Earlier last year (2009) in the midst of the worst financial disaster to hit this country since the Great Depression, General Motors filed for bankruptcy. In February of 2010, GM announced the end of the ultimate symbol of American dominance, the HUMMER. The irony is that in the early 2000’s GM spent millions in developing the EV1, a fully functional electric car, but killed the program to make room for the HUMMER. And now not even the Chinese want the beleaguered brand. GM’s problems, however, are not unique and in fact are the same problems facing the nation as a whole at this precarious time.

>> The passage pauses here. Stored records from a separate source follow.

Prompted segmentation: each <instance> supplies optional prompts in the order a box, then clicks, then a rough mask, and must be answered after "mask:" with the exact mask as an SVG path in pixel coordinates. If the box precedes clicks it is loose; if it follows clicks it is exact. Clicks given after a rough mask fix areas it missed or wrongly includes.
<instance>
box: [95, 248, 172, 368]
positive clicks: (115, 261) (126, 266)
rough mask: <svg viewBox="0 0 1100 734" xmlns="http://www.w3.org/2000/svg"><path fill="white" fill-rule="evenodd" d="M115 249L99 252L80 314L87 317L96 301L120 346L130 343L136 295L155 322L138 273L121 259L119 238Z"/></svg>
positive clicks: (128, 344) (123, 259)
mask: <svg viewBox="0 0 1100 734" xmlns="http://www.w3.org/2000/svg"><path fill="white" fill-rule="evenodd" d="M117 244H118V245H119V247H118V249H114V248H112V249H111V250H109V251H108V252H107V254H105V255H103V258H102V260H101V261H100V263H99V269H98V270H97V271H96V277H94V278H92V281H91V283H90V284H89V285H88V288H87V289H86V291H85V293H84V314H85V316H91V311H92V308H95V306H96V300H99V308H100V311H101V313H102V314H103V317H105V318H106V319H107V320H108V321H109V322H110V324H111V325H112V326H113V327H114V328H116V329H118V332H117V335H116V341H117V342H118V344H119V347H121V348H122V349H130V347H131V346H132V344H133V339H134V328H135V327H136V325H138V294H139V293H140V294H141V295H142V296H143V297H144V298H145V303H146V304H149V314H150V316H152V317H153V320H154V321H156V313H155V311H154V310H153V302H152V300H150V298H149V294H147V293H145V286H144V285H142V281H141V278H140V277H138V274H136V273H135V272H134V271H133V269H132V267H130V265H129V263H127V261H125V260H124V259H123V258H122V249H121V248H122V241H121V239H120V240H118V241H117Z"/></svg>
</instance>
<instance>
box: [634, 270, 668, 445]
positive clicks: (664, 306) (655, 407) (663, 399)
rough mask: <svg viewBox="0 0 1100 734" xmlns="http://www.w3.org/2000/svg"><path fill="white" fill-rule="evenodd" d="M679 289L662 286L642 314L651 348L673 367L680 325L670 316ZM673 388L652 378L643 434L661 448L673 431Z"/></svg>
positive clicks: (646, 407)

“This is the lesson of GM's bankruptcy, and it has little to do with market share and miles per gallon. It's a rebuff of the notion of exceptionalism. Any organization that fails to sufficiently safeguard its means of self-correction and reform, that forsakes long-term investment for short-term gain, that piles up debt year after year, will eventually fail, no matter how grand its history or noble its purpose. If you don't feel the tingle of national mortality in all this, you're not paying attention.” Dan Neil
For me the symbol that best personifies the arrogant, unsustainable, indulgence of the last era and the inevitable downfall, is the HUMMER H2. This military vehicle turned 9 MPG grocery getter has been called “An indictment of the American psyche on wheels,” and is clearly consumerism at its peak. By choosing the HUMMER as a symbol to deconstruct, it speaks to the broader culture that bought into this ideology, resulting in the largest financial collapse since the Great Depression and an impending environmental catastrophe.
I believe that the power of this work lays within the evisceration of the object itself and all that it represents. It was therefore very important to me to acquire, at market price, a working automobile in the best condition possible. To cut any corners on this point was to me, completely unacceptable. Adding meaning and back story, I bought the car from a dealer who had just bought it at an auction for bank owned, repossessed vehicles, a further monument to the times. Like my car cutting forefathers I too had to embrace the absurd if I was to make any sense out of the current madness.
I am very interested in work that deals with contradiction, and irony. Like a film director showing the brutal violence of war to make a statement about the horrors of war, I had to embrace excess in the creation of this object to reflect back its ultimate insanity. I very much love this tension, between the beautiful and the dark, between physical attraction and intellectual revulsion, the ultimate guilty pleasure. Optimism is present but checked by the reality of human nature.
My work exits in a continuum of time. It is from the future, but is rooted in the present and connects the past. Taking the logic of the past and putting it in the context of our current economic and environmental disaster, I am making my own satirical prediction of the future- Unless we come up with alternative fuel sources and rethink our reliance on a hyper-inflated, consumption-based oil economy; we may be left with no other options than to hook our cars up to horses.